[FFmpeg-devel] [PATCH] mmx implementation of vc-1 inverse transformations

Mon Jul 7 21:02:28 CEST 2008

Michael Niedermayer schrieb:
> On Thu, Jul 03, 2008 at 02:51:18PM +0200, Victor Pollex wrote:
>   
>> Michael Niedermayer schrieb:
>>     
>>> On Sat, Jun 28, 2008 at 12:31:41PM +0200, Victor Pollex wrote:
>>>       
> [...]
>   
>>> [...]
>>>
>>>   
>>>       
>>>> +#define LOAD_ADD_CLAMP_STORE_8X1(io,t0,t1,r0,r1)\
>>>> +    "movq      "#io", "#t0"\n\t"\
>>>> +    "movq      "#t0", "#t1"\n\t"\
>>>> +    "punpcklbw %%mm7, "#t0"\n\t"\
>>>> +    "punpckhbw %%mm7, "#t1"\n\t"\
>>>> +    "paddw     "#r0", "#t0"\n\t"\
>>>> +    "paddw     "#r1", "#t1"\n\t"\
>>>> +    "packuswb  "#t1", "#t0"\n\t"\
>>>> +    "movq      "#t0", "#io"\n\t"
>>>>     
>>>>         
>>> some of the movq seem redundant
>>>   
>>>       
>> I'm sorry but I don' see it. Although this is now obsolete, I'd still like 
>> to know which one is redundant and why.
>>     
>
> i thought io was a register, if it is memory then things are different
> sorry
>
>
> [...]
>
> the LOAD4/STORE4 patch is ok
>
> [...]
>
>   
>> +/*
>> +    postcondition:
>> +        dst0 = [15:0](dst0 + src);
>> +        dst1 = [15:0](dst1 + src);
>> +        dst2 = [15:0](dst2 - src);
>> +        dst3 = [15:0](dst3 - src);
>> +*/
>> +#define ADD2SUB2(src, dst0, dst1, dst2, dst3)\
>> +    ADD1SUB1(src, dst0, dst2)\
>> +    ADD1SUB1(src, dst1, dst3)
>>     
>
> This occurs 6 times, thus it safes 6 ADD1SUB1 lines while the macro
> with documentation needs 10 lines thus overall this is a loss, not only
> is it one more macro the reader has to understand it is also more code
> with the macro than without
>   
removed macro and replaced all occurences with two ADD1SUB1
>
> [...]
>   
>> +/*
>> +    precodition:
>> +        for all values v in r0, r1, r2, r3: -3971 <= v <= 3971
>> +
>> +    postcondition:
>> +        r3 = ((17 * (r0 + r2) + (22 * r1 + 10 * r3) + c) >> 3)

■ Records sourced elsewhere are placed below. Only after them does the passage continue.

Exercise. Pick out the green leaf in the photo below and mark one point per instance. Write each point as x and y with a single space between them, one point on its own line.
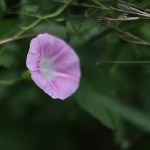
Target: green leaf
87 100
104 108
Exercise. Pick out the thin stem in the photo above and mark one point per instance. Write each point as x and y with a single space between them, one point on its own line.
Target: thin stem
33 24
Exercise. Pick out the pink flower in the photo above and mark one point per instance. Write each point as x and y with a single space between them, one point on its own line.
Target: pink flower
54 66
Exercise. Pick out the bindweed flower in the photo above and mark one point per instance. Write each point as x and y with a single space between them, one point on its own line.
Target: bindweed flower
54 66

>> +        r4 = ((17 * (r0 - r2) - (10 * r1 - 22 * r3) + c) >> 3)
>> +        r1 = ((17 * (r0 - r2) + (10 * r1 - 22 * r3) + c) >> 3)

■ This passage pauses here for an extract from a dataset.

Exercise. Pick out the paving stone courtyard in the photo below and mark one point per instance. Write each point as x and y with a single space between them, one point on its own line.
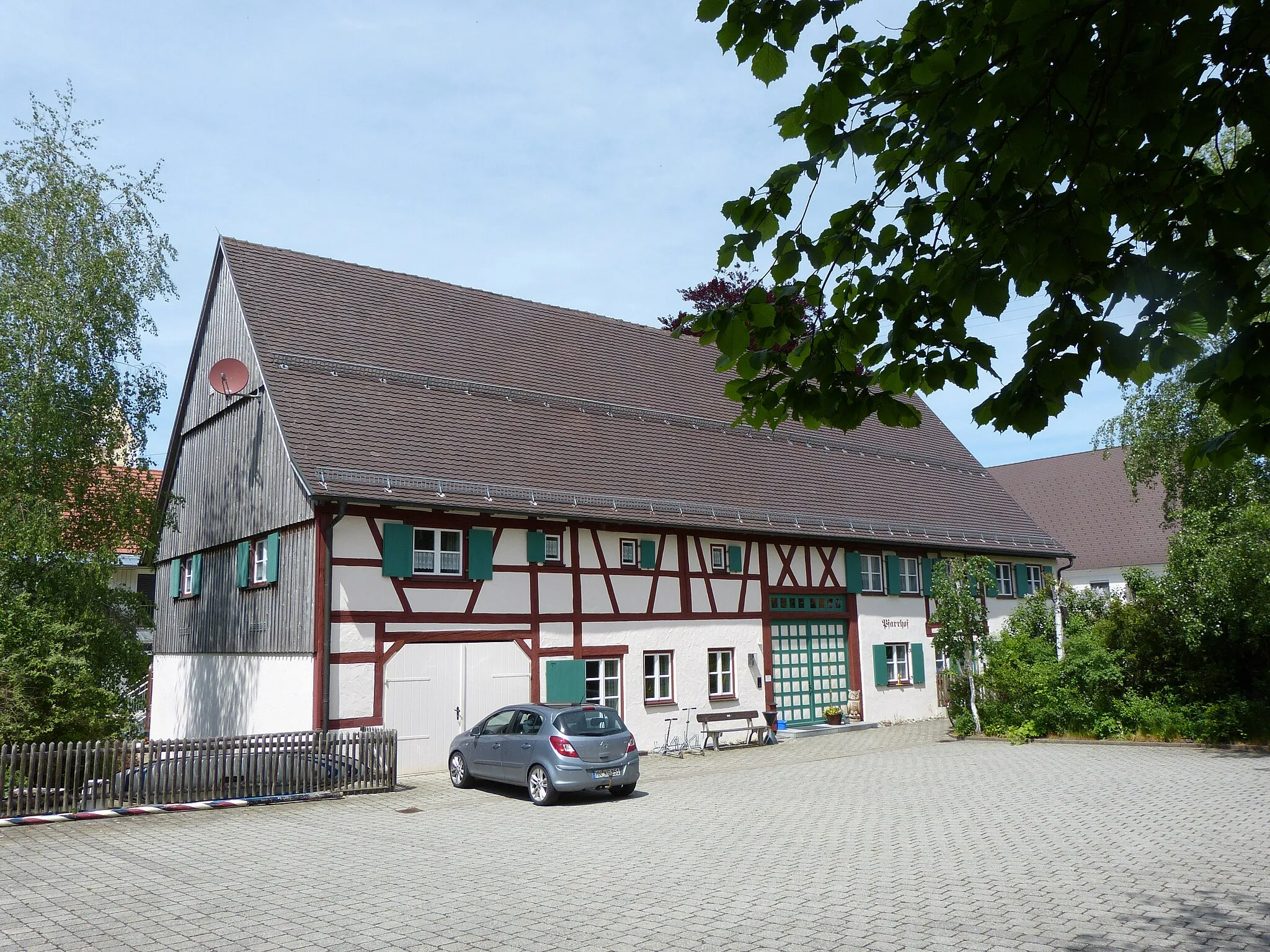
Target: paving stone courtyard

>> +        r2 = ((17 * (r0 + r2) - (22 * r1 + 10 * r3) + c) >> 3)
>> +        r0 undefined
>> +        r5 undefined
>> +        r6 undefined
>> +        r7 undefined
>> +*/
>> +#define TRANSFORM_4X4_ROW(r0,r1,r2,r3,r4,r5,r6,r7,c)\
>> +    TRANSPOSE4(r0,r1,r2,r3,r4)\
>> +    TRANSFORM_4X4_COMMON(r0,r3,r4,r2,r1,r5,r6,r7,c)\
>> +    "paddw "#r4", "#r4"\n\t" /* 2 * (r0 + r2) */\
>> +    SUMSUB_BA(r3,r4)\
>> +    "paddw "#r1", "#r3"\n\t"\
>> +    "paddw "#r7", "#r4"\n\t"\
>> +    "paddw "#r0", "#r0"\n\t" /* 2 * (r0 - r2) */\
>> +    SUMSUB_BA(r2,r0)\
>> +    "paddw "#r5", "#r0"\n\t"\
>> +    "paddw "#r6", "#r2"\n\t"\
>> +    TRANSPOSE4(r3,r0,r2,r4,r1)
>>     
>
> It should be possible to merge one transpose into the scantble (the mpeg1/2/4
> decoder does that too)
>
>   
I'm not sure if this should be done as I found the following lines in 
decode_sequence_header in vc1.c
    if (!v->res_fasttx)
    {
        v->s.dsp.vc1_inv_trans_8x8 = ff_simple_idct;
        v->s.dsp.vc1_inv_trans_8x4 = ff_simple_idct84_add;
        v->s.dsp.vc1_inv_trans_4x8 = ff_simple_idct48_add;
        v->s.dsp.vc1_inv_trans_4x4 = ff_simple_idct44_add;
    }

> [...]
>   
>> +/*
>> +    postcondition:
>> +        r0 = [15:0](2 * r0);
>> +        r1 = [15:0](3 * r0);
>> +*/
>> +#define G3X(r0,r1)\
>> +    "movq  "#r0", "#r1"\n\t" /* r0 */\
>> +    "paddw "#r0", "#r0"\n\t" /* 2 * r0 */\
>> +    "paddw "#r0", "#r1"\n\t" /* 3 * r0 */
>>     
>
> 4 uses, saving 8 lines, macro with docs is 9 lines
>   
removed docs
>
> [...]
>   
>> +static void vc1_inv_trans_4x4_mmx(uint8_t *dest, int linesize, DCTELEM *block)
>> +{
>> +    asm volatile(
>> +    LOAD4(0x10,0x00(%0),%%mm0,%%mm1,%%mm2,%%mm3)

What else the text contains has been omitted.